Tuesday, July 14, 2009

Madoff arrives at N.C. prison

NEW YORK (CNNMoney.com) -- Bernard Madoff, the convicted Ponzi mastermind, was transferred to a federal prison in Butner, N.C. on Tuesday, according to the Federal Bureau of Prisons.

"Mr. Madoff is at our facility in Butner," said Felicia Ponce, spokeswoman for the bureau. She would not say if Madoff will serve his 150-year prison term at Butner.

Madoff, otherwise known as federal prisoner no. 61727-054, was transferred to Federal Correctional Institution Butner from a medium security prison in Atlanta, according to the bureau.

0:00/1:17Madoff gets the max

FCI Butner, located north of Durham, Raleigh and Chapel Hill, has two medium-security prisons, a low-security prison and a medical center among its facilities. All totaled, Butner holds nearly 4,900 inmates, according to the Federal Bureau of Prisons Web site.

Prison consultants have said that he would probably serve his time in a medium-security prison because his lengthy sentence makes him ineligible for low-security.

Larry Levine, a former federal inmate and founder of Wall Street Prison Consultants in Los Angeles, said FCI Butner is sometimes used as a transfer point. He said some of his clients have stayed at Butner just long enough to receive medical and psychiatric evaluations at the medical center there.

Alvin Woodlief, mayor of nearby Oxford and a lifelong resident of the area, said Butner began as an Army training camp and prisoner-of-war facility during World War II.

It has since expanded into the modern facility that it is today, and was incorporated as a town just one year ago, he added.

"Butner is the newest town in North Carolina," he said.

Madoff was transported to U.S. Penitentiary Atlanta on Monday from the Metropolitan Correctional Center in Manhattan, where he was incarcerated since March 12, when he pleaded guilty to 11 federal counts for running his massive Ponzi scheme.

U.S. Penitentiary Atlanta, home to 1,949 inmates, is a detention center for pre-trial and holdover inmates, as well as a permanent facility for long-term inmates.

Levine said some of his clients have stayed at USP Atlanta in holdover status for up to a month.

Long sentence: Madoff, 71, was sentenced to 150 years on June 29. His release date is Nov. 14, 2139.

He is also being forced to forfeit property to comply with a $170 billion legal judgment against him.

Before Madoff was sentenced, many of the thousands victimized in his scam wrote letters to Judge Denny Chin of U.S. District Court in Manhattan, describing how they were financially ruined by his scheme and requesting life in prison for the Ponzi mastermind.

Madoff's lawyer Ira Lee Sorkin, who declined to comment for this story, had requested that Madoff be sent to Federal Correctional Institution Otisville. The medium-security prison is located about 70 miles northwest of New York City, where Madoff lived in a $7 million apartment before admitting to the scheme on March 12.

The judge said that he would recommend that Madoff be transferred to a prison in the Northeast, but he did not say where.

The bureau had the final say in deciding where Madoff would live. The bureau tries to place inmates within 500 miles of their homes, and Butner meets that consideration.

Madoff's wife, Ruth, has also left the $7 million apartment. She has been allowed to keep $2.5 million which has not been connected to the Ponzi scheme.

The Ponzi connection: The Atlanta prison where Madoff was held first opened in 1902, according to Alan Ellis, a prison consultant and author of the "Federal Prison Guidebook."

Interestingly, the prison once housed Charles Ponzi, the namesake of the scheme to which Madoff pleaded guilty on March 12.

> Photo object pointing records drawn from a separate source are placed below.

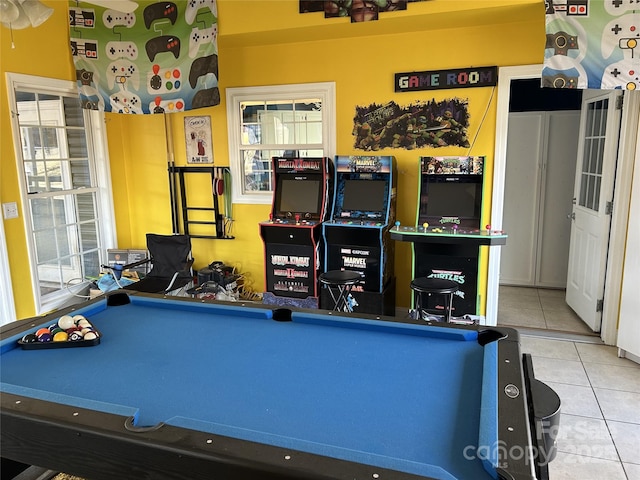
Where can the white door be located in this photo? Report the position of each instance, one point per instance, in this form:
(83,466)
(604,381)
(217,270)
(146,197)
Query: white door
(593,195)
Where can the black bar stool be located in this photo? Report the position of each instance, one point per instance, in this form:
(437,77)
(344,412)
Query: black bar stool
(433,286)
(339,284)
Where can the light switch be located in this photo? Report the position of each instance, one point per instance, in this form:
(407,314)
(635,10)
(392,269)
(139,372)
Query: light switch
(10,210)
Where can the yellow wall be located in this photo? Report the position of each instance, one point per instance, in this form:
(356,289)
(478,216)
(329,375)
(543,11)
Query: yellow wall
(363,69)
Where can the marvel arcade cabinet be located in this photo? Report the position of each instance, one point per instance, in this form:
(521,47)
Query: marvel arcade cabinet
(293,237)
(356,236)
(447,238)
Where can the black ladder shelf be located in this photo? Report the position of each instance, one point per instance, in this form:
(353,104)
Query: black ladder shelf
(180,210)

About a decade before the international postal stamp scheme that made him famous, Charles Ponzi served nearly two years at the Atlanta prison after he pleaded guilty to illegally smuggling aliens from Canada, according to the book "Ponzi's Scheme," by Mitchell Zuckoff. Ponzi was released from the facility in 1912.

-- CNNMoney staff writer Catherine Clifford and assistant managing editor Mark M. Meinero contributed to this report.